용이한 이해를 위해, 동일한 명칭부여 방식들이 사용되는바, 기본 동작, 예를 들어, 덧셈에 대해 고려해 보면, 이 경우 AX 및 BX는 결과 CX를 형성하는 데이터의 항목을 획득하기 위해 오퍼랜드들을 형성하는 데이터이고, 이 경우 X는 0과 N 사이의 정수이며, N+1은 프로세싱 동작 동안 수행될 기본 동작들의 수이다. 일 세트의 N+1 동작들은 전체적으로 데이터 프로세싱 동작을 형성한다. 또한, 데이터 각각의 메모리 어드레스들은 이들의 명칭 앞에 부호 "@"(~에를 나타내는 기호)가 붙어있는 형태에 의해 참조된다. 예를 들어, 데이터의 항목(A0)의 어드레스는 "@A0"로 표시된다.For ease of understanding, the same naming schemes are used. Considering the default operation, e.g., addition, in this case AX and BX form operands to obtain the items of data that form the result CX. Data, where X is an integer between 0 and N, and N+1 is the number of basic operations to be performed during the processing operation. A set of N+1 operations as a whole form a data processing operation. Further, the memory addresses of each of the data are referred to by the form in which a sign "@" (a sign indicating to) is added in front of their names. For example, the address of the data item A0 is indicated by "@A0".

각각의 덧셈에 대해(X의 각각의 값에 대해), 일 세트의 명령들은 컴퓨팅 디바이스(1)에 의해 구현될 수 있다. 이러한 일 세트의 명령들의 하나의 예가 컴퓨터 의사코드(computer pseudocode)의 형태로 본 설명의 끝에서 제공된다. 보통, 이러한 명령들은 ALU(9)에 의해 구현되는 공통 프로세스 동안 연속적으로 적용된다. 아래의 실시예들에서, 메모리 액세스 동작들과 관련된 명령들 및 기본 컴퓨팅 동작들과 관련된 명령들은 서로 분리된 프로세스들에 의해 프로세싱된다.For each addition (for each value of X), a set of instructions may be implemented by the computing device 1. An example of such a set of instructions is provided at the end of this description in the form of computer pseudocode. Usually, these instructions are applied sequentially during the common process implemented by the ALU 9. In the embodiments below, instructions related to memory access operations and instructions related to basic computing operations are processed by processes separate from each other.

도 5에 따른 컴퓨팅 방법의 일 실시예에서, 방법은 101 내지 109로 각각 참조되는 단계들로 분해될 수 있다.In one embodiment of the computing method according to FIG. 5, the method may be decomposed into steps referred to as 101 to 109 respectively.
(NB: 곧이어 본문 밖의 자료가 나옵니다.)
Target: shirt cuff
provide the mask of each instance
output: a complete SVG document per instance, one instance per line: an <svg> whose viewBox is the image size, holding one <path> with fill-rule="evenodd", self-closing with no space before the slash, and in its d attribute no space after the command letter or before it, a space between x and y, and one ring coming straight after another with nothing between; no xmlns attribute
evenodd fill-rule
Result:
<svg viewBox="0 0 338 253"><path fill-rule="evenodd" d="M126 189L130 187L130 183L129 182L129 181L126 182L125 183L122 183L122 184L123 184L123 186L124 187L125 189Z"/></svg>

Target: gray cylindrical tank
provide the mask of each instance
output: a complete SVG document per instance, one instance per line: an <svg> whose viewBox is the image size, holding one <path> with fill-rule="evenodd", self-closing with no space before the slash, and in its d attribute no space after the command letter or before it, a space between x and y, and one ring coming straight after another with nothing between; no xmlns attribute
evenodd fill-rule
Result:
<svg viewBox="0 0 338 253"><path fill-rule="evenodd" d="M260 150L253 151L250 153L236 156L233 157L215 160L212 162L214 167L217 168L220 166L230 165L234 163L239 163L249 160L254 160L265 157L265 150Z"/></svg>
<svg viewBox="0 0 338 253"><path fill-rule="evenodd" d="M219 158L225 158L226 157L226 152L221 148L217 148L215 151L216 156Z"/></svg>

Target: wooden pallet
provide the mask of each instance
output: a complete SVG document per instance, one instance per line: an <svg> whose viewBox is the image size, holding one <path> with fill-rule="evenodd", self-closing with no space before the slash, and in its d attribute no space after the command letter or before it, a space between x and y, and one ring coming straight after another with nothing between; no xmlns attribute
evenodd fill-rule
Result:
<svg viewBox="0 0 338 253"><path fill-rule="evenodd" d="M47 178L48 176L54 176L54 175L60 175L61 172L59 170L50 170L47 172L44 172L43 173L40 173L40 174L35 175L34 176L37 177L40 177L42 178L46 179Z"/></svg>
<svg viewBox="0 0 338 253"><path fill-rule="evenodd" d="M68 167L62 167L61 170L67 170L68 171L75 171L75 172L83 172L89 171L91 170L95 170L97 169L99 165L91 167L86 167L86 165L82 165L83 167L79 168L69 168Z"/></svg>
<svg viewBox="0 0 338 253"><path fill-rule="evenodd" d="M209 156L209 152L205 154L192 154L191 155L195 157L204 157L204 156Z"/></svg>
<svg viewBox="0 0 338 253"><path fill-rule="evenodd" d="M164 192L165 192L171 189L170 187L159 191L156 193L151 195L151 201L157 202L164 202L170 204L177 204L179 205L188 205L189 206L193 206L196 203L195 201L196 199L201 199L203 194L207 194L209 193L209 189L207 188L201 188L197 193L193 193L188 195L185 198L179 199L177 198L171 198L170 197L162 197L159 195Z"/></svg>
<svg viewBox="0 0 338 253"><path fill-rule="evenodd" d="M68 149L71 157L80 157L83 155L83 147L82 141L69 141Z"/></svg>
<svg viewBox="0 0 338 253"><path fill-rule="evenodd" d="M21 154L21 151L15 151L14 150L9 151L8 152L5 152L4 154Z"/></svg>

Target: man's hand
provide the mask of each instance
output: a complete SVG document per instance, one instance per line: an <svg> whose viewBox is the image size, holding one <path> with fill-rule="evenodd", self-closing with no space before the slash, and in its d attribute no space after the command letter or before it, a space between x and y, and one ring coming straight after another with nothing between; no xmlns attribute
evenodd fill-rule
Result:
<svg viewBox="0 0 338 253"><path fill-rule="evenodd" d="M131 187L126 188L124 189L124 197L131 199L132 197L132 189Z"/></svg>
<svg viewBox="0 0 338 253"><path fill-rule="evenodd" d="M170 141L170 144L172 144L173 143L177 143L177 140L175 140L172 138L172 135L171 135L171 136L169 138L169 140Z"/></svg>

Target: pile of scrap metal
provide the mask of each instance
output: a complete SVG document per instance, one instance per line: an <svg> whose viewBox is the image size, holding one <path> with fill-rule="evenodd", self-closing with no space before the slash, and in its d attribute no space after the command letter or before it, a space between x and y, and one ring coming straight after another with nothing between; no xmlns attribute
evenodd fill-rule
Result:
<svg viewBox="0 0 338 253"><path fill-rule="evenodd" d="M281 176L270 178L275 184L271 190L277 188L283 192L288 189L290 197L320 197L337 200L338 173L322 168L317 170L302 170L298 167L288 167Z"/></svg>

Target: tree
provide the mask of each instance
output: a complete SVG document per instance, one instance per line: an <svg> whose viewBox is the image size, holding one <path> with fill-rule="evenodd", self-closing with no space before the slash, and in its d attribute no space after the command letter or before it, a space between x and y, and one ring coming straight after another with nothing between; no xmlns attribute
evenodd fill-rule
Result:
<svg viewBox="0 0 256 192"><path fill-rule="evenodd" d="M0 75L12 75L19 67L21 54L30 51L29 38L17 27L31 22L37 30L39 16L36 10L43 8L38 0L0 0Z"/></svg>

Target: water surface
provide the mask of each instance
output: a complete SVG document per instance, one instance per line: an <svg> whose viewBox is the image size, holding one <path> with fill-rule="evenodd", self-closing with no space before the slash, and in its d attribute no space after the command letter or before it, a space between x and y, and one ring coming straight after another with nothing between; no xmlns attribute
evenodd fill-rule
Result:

단계(101) 및 단계(102)에서, 수행될 기본 동작들 중 적어도 하나에 대한 오퍼랜드를 형성하는 데이터 각각의 메모리 어드레스들 @A0 내지 @AN 및 @B0 내지 @BN이 각각이 획득된다. "획득된다"는 것은, 동작(101) 및 동작(102)의 끝에서, 하나 이상의 로컬 메모리 유닛들이, 오퍼랜드를 형성하는 모든 데이터의 어드레스들을 저장함을 의미하는 것으로 이해돼야 한다. 이러한 메모리 액세스 동작들은 예를 들어, 제어 유닛(5)으로부터의 명령들의 수신에 의해 트리거(trigger)된다. 일부 경우들에서, 상기 어드레스들 중 적어도 일부는 이미 로컬 메모리 유닛들 내에 저장된다. 따라서, 로컬 메모리 유닛들 상에 이전에 설치된 상기 어드레스들을 획득하기 위해 이러한 스테이지(stage)에서 어떠한 메모리 액세스 동작도 필요하지 않다.In steps 101 and 102, memory addresses @A0 to @AN and @B0 to @BN, respectively, of each of the data forming an operand for at least one of the basic operations to be performed are obtained. By "obtaining" it should be understood to mean that at the end of operation 101 and operation 102, one or more local memory units store addresses of all the data forming the operand. These memory access operations are triggered, for example, by receipt of instructions from the control unit 5. In some cases, at least some of the addresses are already stored in local memory units. Thus, no memory access operation is required at this stage to obtain the addresses previously installed on the local memory units.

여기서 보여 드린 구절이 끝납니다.